The tragedy of September 11 provides us with an opportunity to stop all forms of terrorism -- militaristic, technological, economic, political. Terrorism will not be stopped by militarised minds which create insecurity and fear and hence breed terrorism. The present "war against terrorism" will create a vicious cycle of violence. It will not create peace and security. We are already witnessing a xenophobic wave sweeping across the U.S., with Indians, Asians and Arabs being attacked and killed. We are seeing fundamentalists of every hue emboldened by the mood for `revenge'.
Terrorism can only be stopped by cultures of peace, democracy, and people's security. It is wrong to define the post September 11th world as a war between "civilisation and barbarianism" or "democracy and terrorism". It is a war between two forms of terrorism which are mirror images of each other's mindsets - mindsets based on this that can only conceive of monocultures and must erase diversity, the very pre-condition for peace. They share the dominant culture of violence. They used the same weapons and the same technologies. In terms of the preference for violence and use of terror, both sides are clones of each other. And their victims are innocent people everywhere.

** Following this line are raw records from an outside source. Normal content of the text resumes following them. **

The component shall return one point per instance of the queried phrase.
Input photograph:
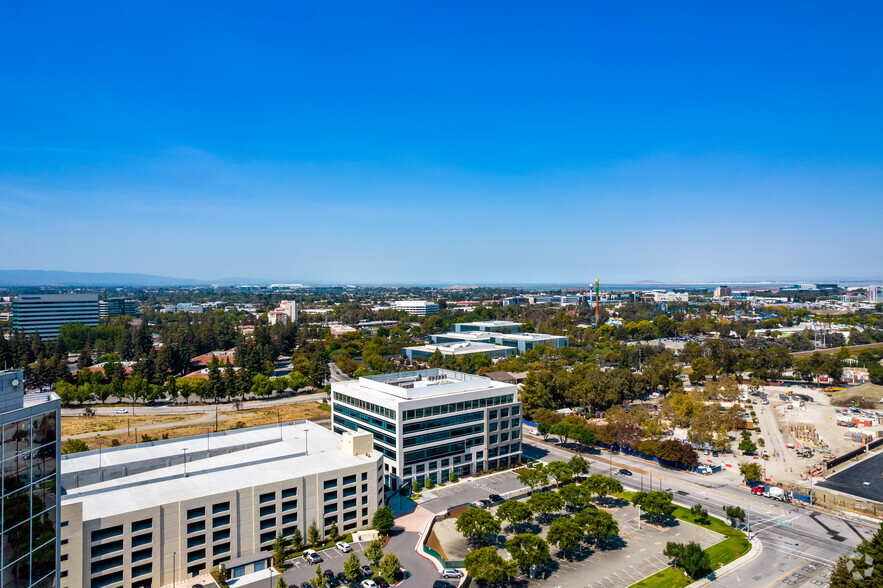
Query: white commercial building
(430, 423)
(151, 514)
(416, 307)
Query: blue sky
(453, 142)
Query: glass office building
(30, 482)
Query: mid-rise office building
(153, 514)
(30, 523)
(430, 423)
(111, 307)
(45, 313)
(416, 307)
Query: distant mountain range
(24, 278)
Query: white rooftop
(282, 450)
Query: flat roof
(281, 456)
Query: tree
(528, 550)
(279, 553)
(734, 513)
(486, 565)
(578, 465)
(558, 470)
(597, 524)
(296, 540)
(313, 536)
(74, 446)
(477, 523)
(751, 471)
(374, 552)
(351, 567)
(390, 566)
(689, 557)
(319, 578)
(654, 504)
(533, 477)
(565, 533)
(514, 512)
(383, 520)
(545, 503)
(700, 514)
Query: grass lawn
(733, 547)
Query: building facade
(112, 307)
(30, 521)
(45, 313)
(154, 514)
(416, 307)
(431, 423)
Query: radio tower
(597, 301)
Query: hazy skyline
(500, 143)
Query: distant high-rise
(112, 307)
(45, 313)
(30, 521)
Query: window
(142, 555)
(103, 534)
(221, 535)
(104, 549)
(221, 507)
(195, 513)
(195, 555)
(195, 527)
(142, 540)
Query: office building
(30, 521)
(45, 313)
(430, 423)
(521, 342)
(153, 514)
(416, 307)
(488, 327)
(112, 307)
(457, 349)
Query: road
(799, 544)
(197, 408)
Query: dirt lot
(125, 430)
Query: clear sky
(445, 142)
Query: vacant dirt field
(105, 430)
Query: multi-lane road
(798, 545)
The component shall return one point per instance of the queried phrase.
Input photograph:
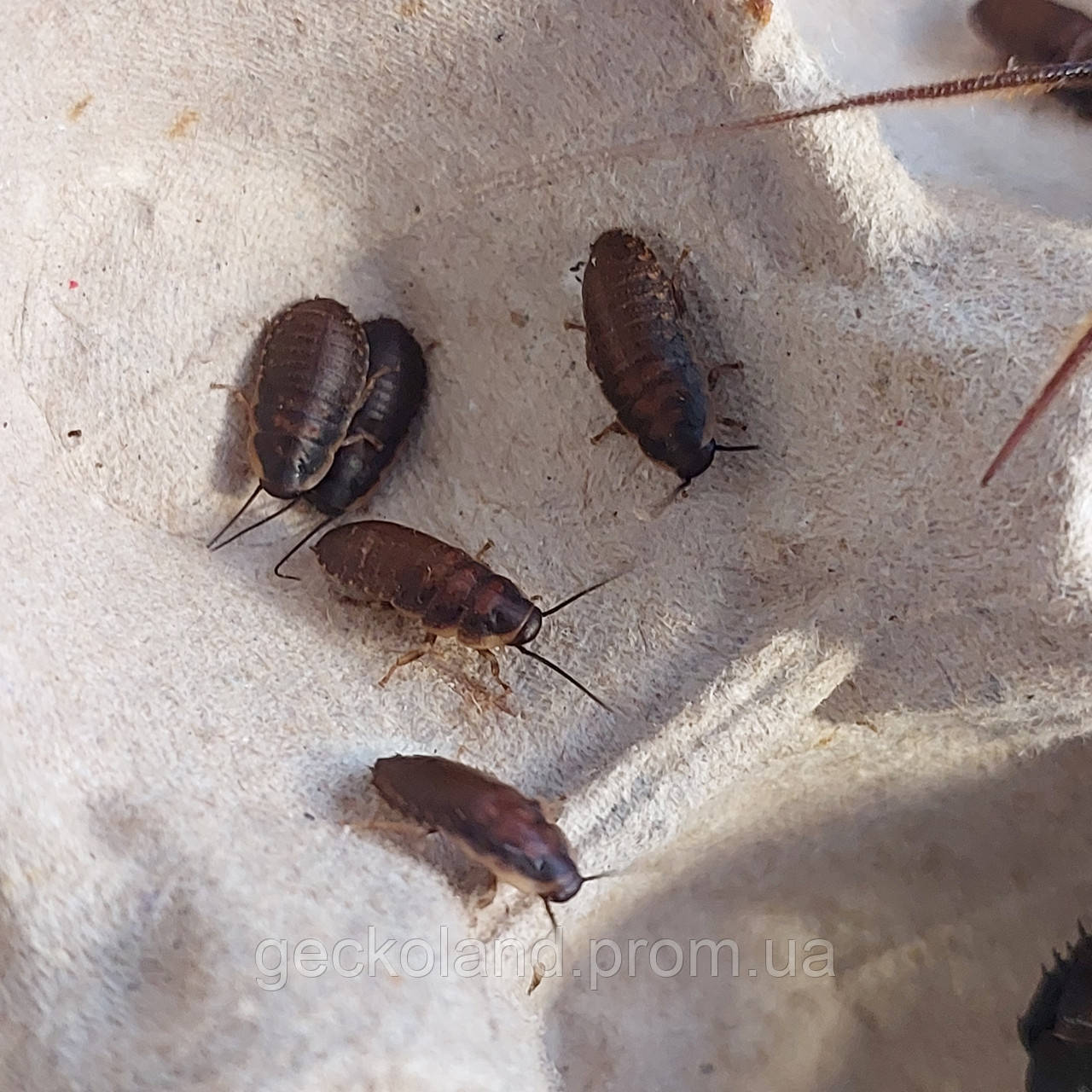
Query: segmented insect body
(1056, 1030)
(311, 374)
(1037, 31)
(639, 351)
(396, 389)
(491, 822)
(449, 592)
(441, 585)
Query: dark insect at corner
(396, 391)
(491, 822)
(640, 354)
(1068, 75)
(312, 370)
(1056, 1030)
(1037, 32)
(449, 592)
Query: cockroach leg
(495, 667)
(676, 292)
(408, 658)
(614, 427)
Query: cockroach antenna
(311, 534)
(232, 521)
(579, 595)
(257, 523)
(1080, 344)
(565, 675)
(1020, 78)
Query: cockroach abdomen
(311, 374)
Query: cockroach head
(529, 628)
(545, 861)
(698, 464)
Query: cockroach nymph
(1056, 1030)
(491, 822)
(1037, 32)
(640, 354)
(312, 370)
(440, 585)
(396, 390)
(390, 400)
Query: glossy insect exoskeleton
(1037, 32)
(396, 390)
(449, 592)
(640, 354)
(491, 822)
(1056, 1030)
(397, 380)
(312, 370)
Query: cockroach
(492, 823)
(1056, 1030)
(1037, 32)
(639, 351)
(1069, 75)
(451, 593)
(396, 390)
(312, 370)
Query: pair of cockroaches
(639, 351)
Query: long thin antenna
(246, 505)
(549, 913)
(311, 534)
(572, 599)
(257, 523)
(1065, 371)
(1022, 78)
(565, 675)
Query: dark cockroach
(640, 355)
(312, 370)
(443, 587)
(1056, 1030)
(1033, 32)
(396, 390)
(491, 822)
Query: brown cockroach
(1056, 1031)
(639, 351)
(1037, 32)
(491, 822)
(451, 593)
(1028, 78)
(393, 396)
(312, 371)
(396, 391)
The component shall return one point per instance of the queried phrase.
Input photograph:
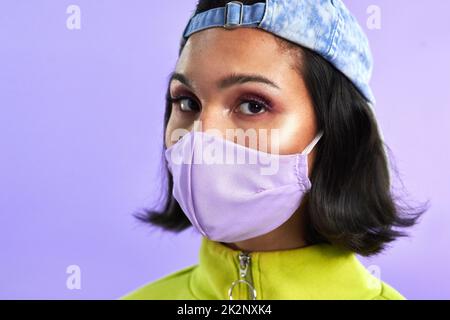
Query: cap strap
(233, 14)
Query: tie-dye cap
(324, 26)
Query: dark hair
(351, 203)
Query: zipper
(245, 277)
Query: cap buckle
(228, 8)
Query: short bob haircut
(350, 203)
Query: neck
(289, 235)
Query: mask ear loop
(312, 144)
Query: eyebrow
(227, 81)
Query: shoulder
(388, 293)
(173, 286)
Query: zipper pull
(244, 262)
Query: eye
(253, 106)
(186, 104)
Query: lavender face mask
(230, 192)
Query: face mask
(229, 200)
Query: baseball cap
(324, 26)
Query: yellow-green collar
(320, 271)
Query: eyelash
(249, 98)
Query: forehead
(216, 51)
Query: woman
(300, 69)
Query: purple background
(81, 133)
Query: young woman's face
(219, 102)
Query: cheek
(296, 131)
(177, 121)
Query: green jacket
(319, 271)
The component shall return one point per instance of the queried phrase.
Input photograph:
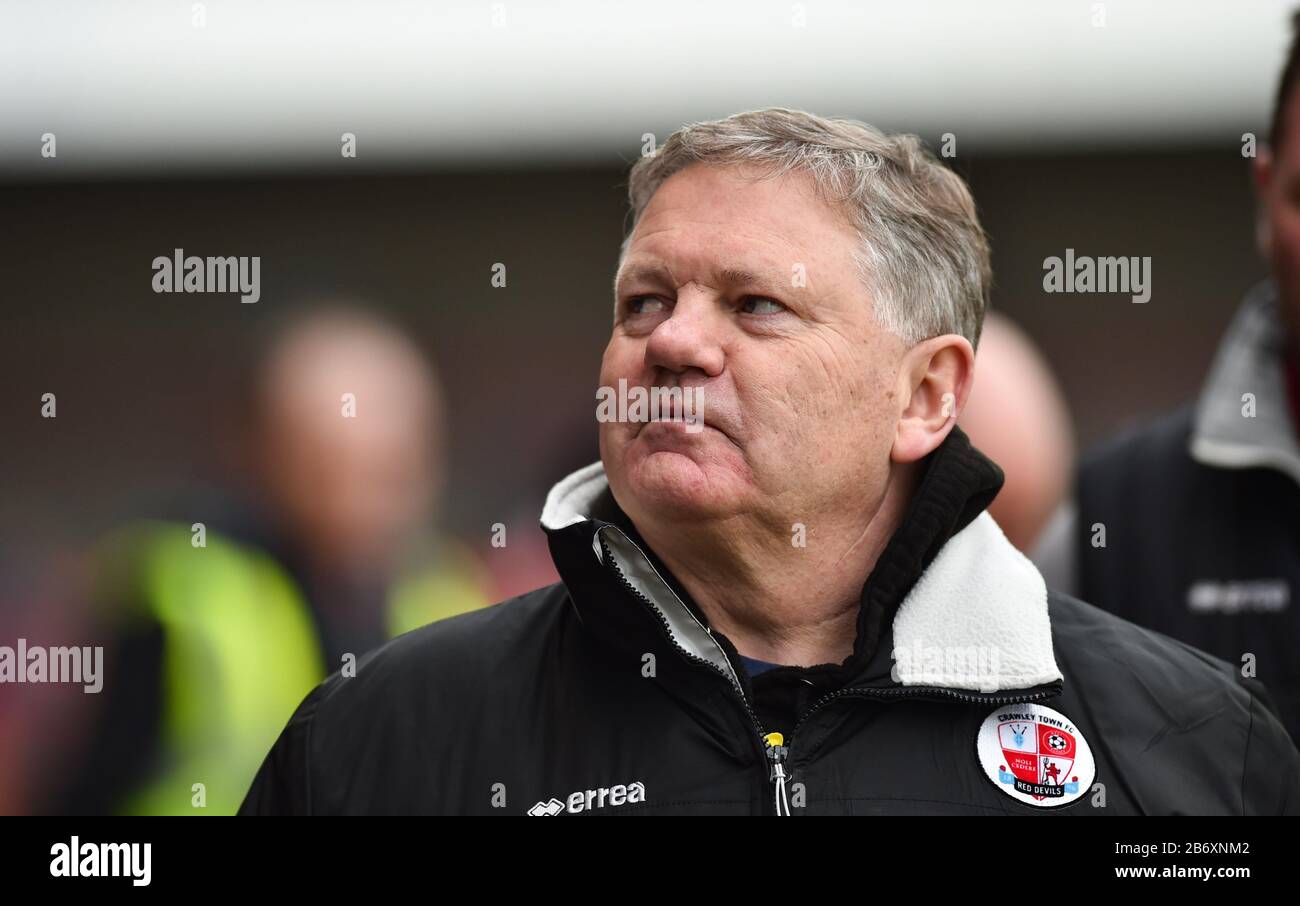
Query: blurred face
(1278, 185)
(351, 489)
(748, 289)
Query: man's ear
(934, 382)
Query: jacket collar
(1249, 360)
(949, 605)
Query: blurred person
(1191, 524)
(1018, 416)
(793, 599)
(222, 621)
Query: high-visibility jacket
(239, 651)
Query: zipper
(774, 746)
(611, 562)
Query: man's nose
(690, 337)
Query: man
(1191, 524)
(224, 618)
(1031, 441)
(791, 602)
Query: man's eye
(757, 304)
(645, 304)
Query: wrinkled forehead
(729, 226)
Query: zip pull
(776, 751)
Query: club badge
(1035, 755)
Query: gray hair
(923, 256)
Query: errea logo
(592, 798)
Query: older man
(792, 602)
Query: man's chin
(668, 484)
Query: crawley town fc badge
(1035, 755)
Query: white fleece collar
(976, 619)
(1249, 360)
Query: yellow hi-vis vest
(241, 653)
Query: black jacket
(1201, 515)
(971, 689)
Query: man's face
(748, 289)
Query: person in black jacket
(1190, 523)
(780, 590)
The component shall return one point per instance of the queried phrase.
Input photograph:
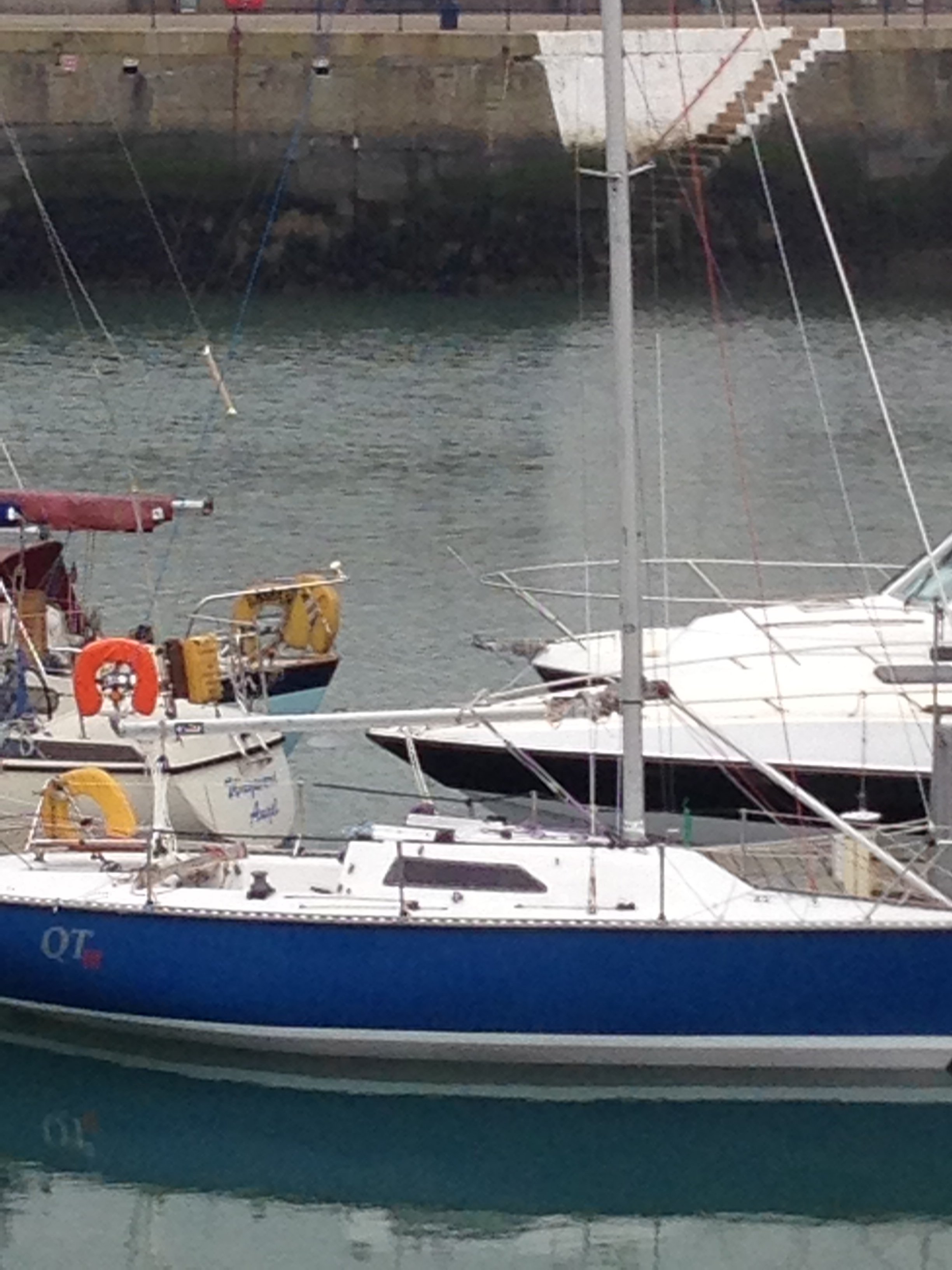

The real conflict is between citizens across the world longing to live in peace and security and forces of violence and terror - denying them peace and security.
The tribals in Jhodia Sahi had lit a lamp for me at the village shrine - a small stone. These tribal shrines are insignificant when one measures them in physical terms against the twin towers of the World Trade Centre. But they are spiritually deeply significant because they embody a generous cosmology of peace - peace with the earth, peace between people, peace within people. This is the culture of peace we need to reclaim, and spread.
The whole world repeatedly watched the destruction of the World Trade Centre towers, but the destruction of millions of sacred shrines and homes and farms by forces of injustice, greed and globalisation go unnoticed.
As we remember the victims of Black Tuesday, let us also strengthen our solidarity with the millions of invisible victims of other forms of terrorism and violence which are threatening the very possibility of our future on this planet. We can turn this tragic brutal historical moment into building cultures of peace.